L’incidence des nævus acquis atteint son maximum pendant l’adolescence ; un nombre inférieur de nævus est acquis après l’âge de 30 ans.
Les nævus apparaissant ou changeant après l’âge de 30 ans doivent être considérés comme suspects.
L’exposition au soleil est un stimulus pour la croissance cellulaire des nævus.
La plupart des nævus acquis apparaissent sur une peau ayant été exposée au soleil.
Les nævus acquis apparaissant dans les zones protégées du soleil doivent être considérés comme étant suspects.
La plupart des adultes ont entre 12 et 20 nævus ; un plus grand nombre de nævus peut constituer un caractère familial.
La taille et la pigmentation des nævus existants peuvent augmenter pendant la puberté ou pendant la grossesse.
Les nævus sont généralement asymptomatiques, quoiqu’ils puissent parfois être irrités par les vêtements ou un traumatisme externe.
Évolution des lésions
Les nævus acquis apparaissent d’abord en tant que papules plates, rondes et uniformément colorées.
Pendant cette phase de croissance, les nævus s’étendent latéralement tout en restant plats et symétriques.

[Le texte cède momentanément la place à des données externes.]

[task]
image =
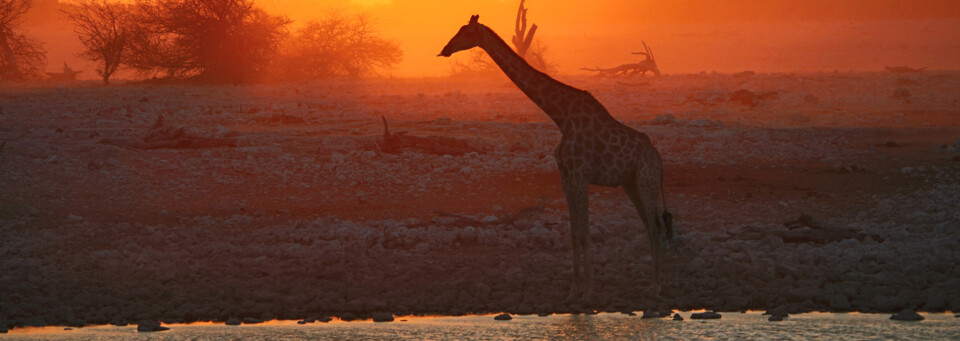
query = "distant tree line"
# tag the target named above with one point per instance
(21, 57)
(214, 41)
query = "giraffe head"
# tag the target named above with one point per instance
(468, 37)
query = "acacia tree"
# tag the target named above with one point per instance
(104, 29)
(339, 45)
(214, 40)
(21, 57)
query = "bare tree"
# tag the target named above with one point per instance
(21, 57)
(641, 68)
(214, 40)
(339, 45)
(533, 51)
(104, 29)
(523, 38)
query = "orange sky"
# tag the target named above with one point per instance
(686, 35)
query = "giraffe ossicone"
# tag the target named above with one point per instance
(594, 149)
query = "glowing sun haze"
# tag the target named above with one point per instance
(686, 36)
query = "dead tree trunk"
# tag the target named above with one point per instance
(396, 143)
(649, 64)
(523, 38)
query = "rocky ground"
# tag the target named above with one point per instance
(306, 216)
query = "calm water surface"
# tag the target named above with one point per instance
(733, 326)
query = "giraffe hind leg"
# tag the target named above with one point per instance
(646, 204)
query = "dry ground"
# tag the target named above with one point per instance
(306, 216)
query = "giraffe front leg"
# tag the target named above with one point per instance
(577, 194)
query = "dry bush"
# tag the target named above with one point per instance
(207, 40)
(104, 29)
(339, 45)
(21, 57)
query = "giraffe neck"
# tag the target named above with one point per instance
(544, 91)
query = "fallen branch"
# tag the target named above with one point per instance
(804, 229)
(172, 137)
(648, 64)
(438, 145)
(507, 219)
(903, 69)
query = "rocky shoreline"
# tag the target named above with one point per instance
(308, 220)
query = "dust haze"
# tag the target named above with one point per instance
(689, 36)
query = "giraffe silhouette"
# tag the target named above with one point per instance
(594, 149)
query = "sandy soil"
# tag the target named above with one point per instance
(306, 216)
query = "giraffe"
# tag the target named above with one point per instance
(594, 149)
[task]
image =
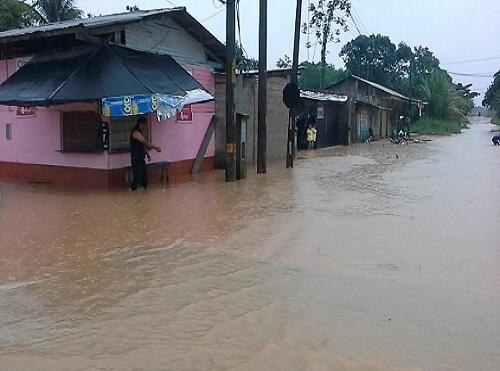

Les nævus peuvent être légèrement plus foncés et en relief au centre. Ils ont une taille et un aspect stables pendant plusieurs années.
Pendant de nombreuses années, les nævus continuent à se surélever et à pâlir de manière uniforme.
Le nævus a finalement l’aspect d’une papule cutanée colorée qui peut disparaître complètement, plus tard dans la vie.
Manifestations cutanées
Les nævus mélanocytaires se composent de faisceaux organisés de cellules næviques, disposés dans la peau à divers niveaux.
Les nævus sont classifiés selon la localisation et la disposition des cellules næviques à l’intérieur de la peau.
Nævus jonctionnels
Les nævus jonctionnels sont des macules brunes, plates ou légèrement surélevées.
Les marques de surface cutanées sont préservées sur la surface du nævus.
On les observe le plus couramment chez les enfants.
Les cellules næviques se regroupent à la jonction dermoépidermique.
Les nævus des paumes des mains, des plantes des pieds, des organes génitaux et de la muqueuse sont en général des nævus jonctionnels.
Nævus composés
Les nævus composés sont des papules pigmentées, légèrement ou nettement surélevées.
Des amas de cellules næviques sont observés à la jonction dermoépidermique et dans le derme sous-jacent.
La surface peut être lisse ou légèrement papillomateuse.
Le centre tend à être plus fortement pigmenté que la périphérie.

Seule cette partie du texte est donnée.